I've long enjoyed this historical Regency mystery series, but I have to admit this one is not as engaging as previous books. What is interesting is the emphasis on the situation in which women found themselves during this period. We tend to forget how circumscribed the lives of women have traditionally been.
Jane Ambrose, a talented musician, is murdered, and the plot revolves around the surprisingly numerous suspects for such a kind and talented woman. As a music tutor to Princess Charlotte, her connections to the royal family have placed her in a precarious situation. Her husband may also have had a reason to kill her. Her brother and a dear friend have been imprisoned for their writings against not only the Prince Regent, but against much of the Tory ideology, but even the Whigs may have been willing to sacrifice lives at the political alter. Jane may have overheard something at the homes of one of her pupils that has to do with smuggling and the French. On and on, there are suspects and possible motives.
Sebastian St. Cyr, Viscount of Devlin, becomes involved in Jane's death because his wife Hero discovered the body. So...there is the basic plot. Sebastien and Hero visit suspect after suspect, all of whom deny murdering Jane.
It is interesting to see, in the context of fiction, the way Jane's life has been restricted and hemmed in by the strictures of society. A brilliant musician, Jane is reduced to becoming a tutor for children because women were not allowed to perform. Her art has been censored by social norms, not by law. Her husband can beat her, and she has little recourse. Divorce was legally possible, but not an option for most women because husbands would take their children.
I was reminded of the book Censored: A Literary History of Subversion and Control which I read in January and in which there is a section on Frances Burney, whose writings were stifled and controlled by her father and her mentor because writing for the stage was considered inappropriate for women.
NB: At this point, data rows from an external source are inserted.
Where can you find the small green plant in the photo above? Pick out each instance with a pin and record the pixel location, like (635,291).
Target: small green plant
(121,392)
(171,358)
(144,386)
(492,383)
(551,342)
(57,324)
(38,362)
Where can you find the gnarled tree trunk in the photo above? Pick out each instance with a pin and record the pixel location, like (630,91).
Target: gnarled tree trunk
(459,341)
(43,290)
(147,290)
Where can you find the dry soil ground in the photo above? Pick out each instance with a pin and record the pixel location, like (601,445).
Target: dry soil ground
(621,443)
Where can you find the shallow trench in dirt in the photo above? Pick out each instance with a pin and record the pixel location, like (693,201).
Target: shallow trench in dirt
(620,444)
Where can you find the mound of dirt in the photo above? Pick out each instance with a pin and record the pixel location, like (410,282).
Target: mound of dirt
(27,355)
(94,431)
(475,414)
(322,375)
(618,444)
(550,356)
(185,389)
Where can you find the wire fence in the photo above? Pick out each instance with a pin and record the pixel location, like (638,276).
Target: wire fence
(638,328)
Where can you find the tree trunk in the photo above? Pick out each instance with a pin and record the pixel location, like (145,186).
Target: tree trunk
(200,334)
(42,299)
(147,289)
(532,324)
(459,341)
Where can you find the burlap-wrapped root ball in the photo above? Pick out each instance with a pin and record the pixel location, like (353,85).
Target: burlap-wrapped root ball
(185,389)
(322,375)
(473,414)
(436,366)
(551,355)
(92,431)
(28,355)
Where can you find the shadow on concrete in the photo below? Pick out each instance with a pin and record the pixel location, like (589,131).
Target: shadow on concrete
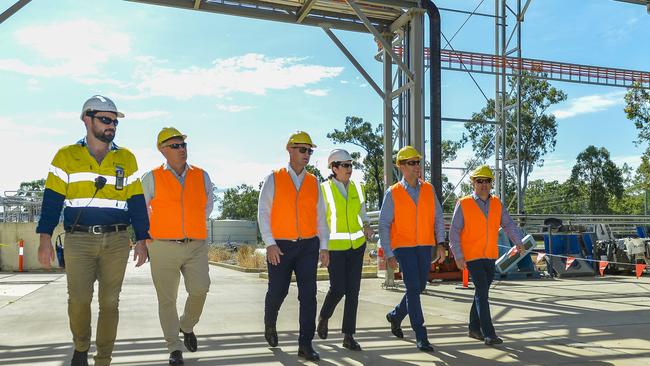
(452,346)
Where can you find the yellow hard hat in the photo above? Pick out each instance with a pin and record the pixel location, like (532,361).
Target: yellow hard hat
(167,133)
(300,137)
(407,152)
(483,171)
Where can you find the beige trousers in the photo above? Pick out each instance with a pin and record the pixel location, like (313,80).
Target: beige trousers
(90,258)
(168,260)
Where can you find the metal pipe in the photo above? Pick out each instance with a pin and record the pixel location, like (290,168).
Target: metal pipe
(13,9)
(435,103)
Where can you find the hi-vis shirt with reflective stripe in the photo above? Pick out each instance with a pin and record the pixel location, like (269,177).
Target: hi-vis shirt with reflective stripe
(73,173)
(346,227)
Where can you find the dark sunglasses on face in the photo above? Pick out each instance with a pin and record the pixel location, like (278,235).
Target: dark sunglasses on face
(107,120)
(343,165)
(304,150)
(412,162)
(177,146)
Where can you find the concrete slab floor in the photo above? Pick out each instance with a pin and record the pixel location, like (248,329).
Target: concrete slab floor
(579,321)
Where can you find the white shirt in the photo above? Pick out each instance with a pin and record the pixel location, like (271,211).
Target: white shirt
(265,204)
(148,186)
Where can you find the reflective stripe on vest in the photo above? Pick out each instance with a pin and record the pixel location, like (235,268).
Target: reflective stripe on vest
(412,224)
(480,235)
(178,212)
(346,227)
(294,212)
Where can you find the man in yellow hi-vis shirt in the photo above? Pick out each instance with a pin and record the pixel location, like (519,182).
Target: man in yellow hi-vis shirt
(97,183)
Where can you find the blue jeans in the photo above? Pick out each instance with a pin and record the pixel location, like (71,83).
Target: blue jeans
(301,258)
(414,263)
(482,272)
(345,280)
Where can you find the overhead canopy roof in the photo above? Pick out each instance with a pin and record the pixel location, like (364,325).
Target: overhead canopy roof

Interesting aspects of this historical mystery include the corruption of the court and politics, the common people and the poor who were neglected or used as cannon fodder, and the fact that no mattered how intelligent or how talented, women were confined by the dictates of a male dominated society. As a Sebastian St. Cyr mystery, however, I found it much slower than previous novels.
Read in April; blog review scheduled for May 4
Historical Fiction. April 3, 2018. Print length: 368 pages.